Premessa: quando una pianta subisce un danno, come avviene a causa dell’azione di un erbivoro o di un parassita, la pianta stessa libera alcune sostanze volatili nell’aria circostante: si tratta di una comunicazione chimica efficace e di tutto rispetto, difatti le sostanze liberate nell’aria vengono avvertite dalle altre piante. Spesso in maniera così spiccata, da far parlare di piante parlanti. Con queste sostanze volatili le piante avvertono le altre piante della presenza di un predatore o di uno stress biotico: possono dunque avviare meccanismi di difesa.
Ai botanici e ai ricercatori questa caratteristica era nota fin dal 1983: ora, dopo quaranta anni di ricerche si è riusciti a identificare quello che è stato chiamato il naso delle piante. Sempre facendo estrema attenzione alle parole (le piante non hanno il naso), ma insomma si è capito sia il meccanismo sia la sede della percezione delle miscele di composti volatili da parte nei vegetali.
Il lavoro è stato pubblicato su Nature Communications: e chiarisce che le “narici” delle piante sono le cellule a forma di salsicciotto che circondano ciascuno degli stomi fogliari, controllandone l’apertura. In botanica sono note come cellule di guardia.
Funziona così: i composti rilasciati a seguito di uno stress si diffondono fino alle foglie delle piante vicine. Ogni odore, per così dire (si tratta di un bouquet di composti volatili) segnala un particolare tipo di stress che la pianta ha sperimentato. Entro un minuto dall’esposizione, queste cellule di guardia, attraverso recettori specifici perfettamente analoghi a quelli del nostro naso, rilasciano calcio intracellulare generando una variazione di potenziale elettrico proprio come nei nostri neuroni. Questa variazione di potenziale, causa l’attivazione di una serie di geni di difesa e di risposte della pianta e così (semplificando) si prepara alla difesa.
A che serve saperlo? A parte la bellezza di imparare un linguaggio e dunque poter comunicare tra specie diverse, si prevede la possibilità di costruire nasi elettronici. Lo scopo? Un agricoltore può essere avvisato che una o più piante del suo campo stanno sperimentato uno stress, insomma un po’ come la diagnosi preventiva ci avverte di un problema di modo che possiamo trattarlo prima che questo possa diventare pericoloso, così l’agricoltore sarebbe avvertito sul nascere dalla presenza di un predatore o di un fattore di stress prima che il problema si propaghi e diventi comunque visibile.
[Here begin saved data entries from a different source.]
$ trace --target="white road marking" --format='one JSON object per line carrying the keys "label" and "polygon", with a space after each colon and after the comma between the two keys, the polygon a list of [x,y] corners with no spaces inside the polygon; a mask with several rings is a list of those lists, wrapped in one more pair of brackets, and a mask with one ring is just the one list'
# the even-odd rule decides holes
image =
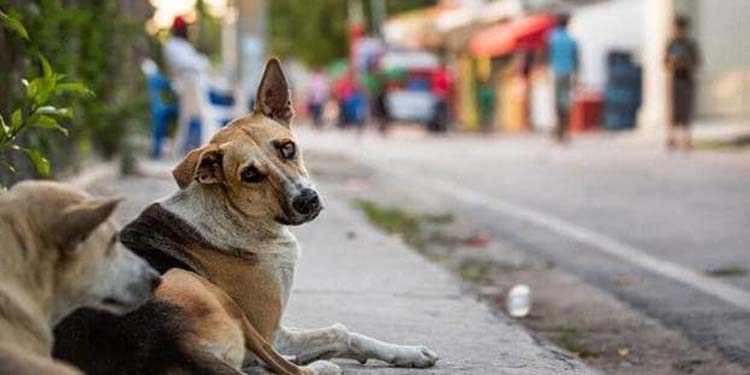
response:
{"label": "white road marking", "polygon": [[[370,161],[370,164],[373,165],[374,163]],[[425,175],[415,177],[414,173],[409,173],[404,170],[394,171],[393,164],[387,169],[378,169],[392,172],[397,175],[397,177],[408,180],[412,184],[421,185],[426,189],[431,189],[454,199],[482,206],[503,215],[524,220],[538,227],[556,232],[582,244],[588,245],[602,253],[620,258],[635,266],[681,282],[694,289],[700,290],[703,293],[750,311],[750,293],[735,286],[707,277],[690,268],[655,257],[644,250],[630,246],[607,235],[586,229],[559,217],[510,203],[449,181]]]}

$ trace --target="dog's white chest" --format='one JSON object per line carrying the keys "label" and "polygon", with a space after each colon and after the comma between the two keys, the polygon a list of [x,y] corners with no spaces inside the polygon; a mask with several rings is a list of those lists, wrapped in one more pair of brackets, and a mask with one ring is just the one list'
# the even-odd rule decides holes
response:
{"label": "dog's white chest", "polygon": [[273,252],[258,254],[260,265],[268,271],[279,285],[282,311],[289,301],[294,282],[294,270],[299,257],[296,242],[289,243]]}

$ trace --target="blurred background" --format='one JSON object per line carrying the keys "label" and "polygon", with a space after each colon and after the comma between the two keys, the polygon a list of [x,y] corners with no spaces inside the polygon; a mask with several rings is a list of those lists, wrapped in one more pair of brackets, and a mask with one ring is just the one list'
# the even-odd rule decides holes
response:
{"label": "blurred background", "polygon": [[111,185],[150,198],[154,165],[249,113],[278,56],[328,199],[498,309],[528,284],[523,324],[606,372],[747,374],[748,19],[748,0],[0,0],[0,180],[116,163]]}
Non solo: se conosciamo gli specifici odori di pericolo prodotti dalle piante possiamo produrli e rilasciarli nei campi. Questi composti volatili infatti, come abbiamo visto, allertano le piante e preparano le stesse alla difesa, come dire le rafforzano, ma attirano anche insetti utili perché mangiano i patogeni che attaccano le piante.
Conclusione: nello specifico agronomico, più conosciamo il linguaggio e la fisiologia delle piante, più abbiamo la possibilità di ridurre l’uso di agrofarmaci. Insomma, il biologico non passa solo per slogan e immagini rassicuranti e bucoliche, ma si fonda sulla ricerca, sullo studio e sui soldi che andrebbero destinati a cose serie, testabili e misurabili e non a inservibili stupidaggini.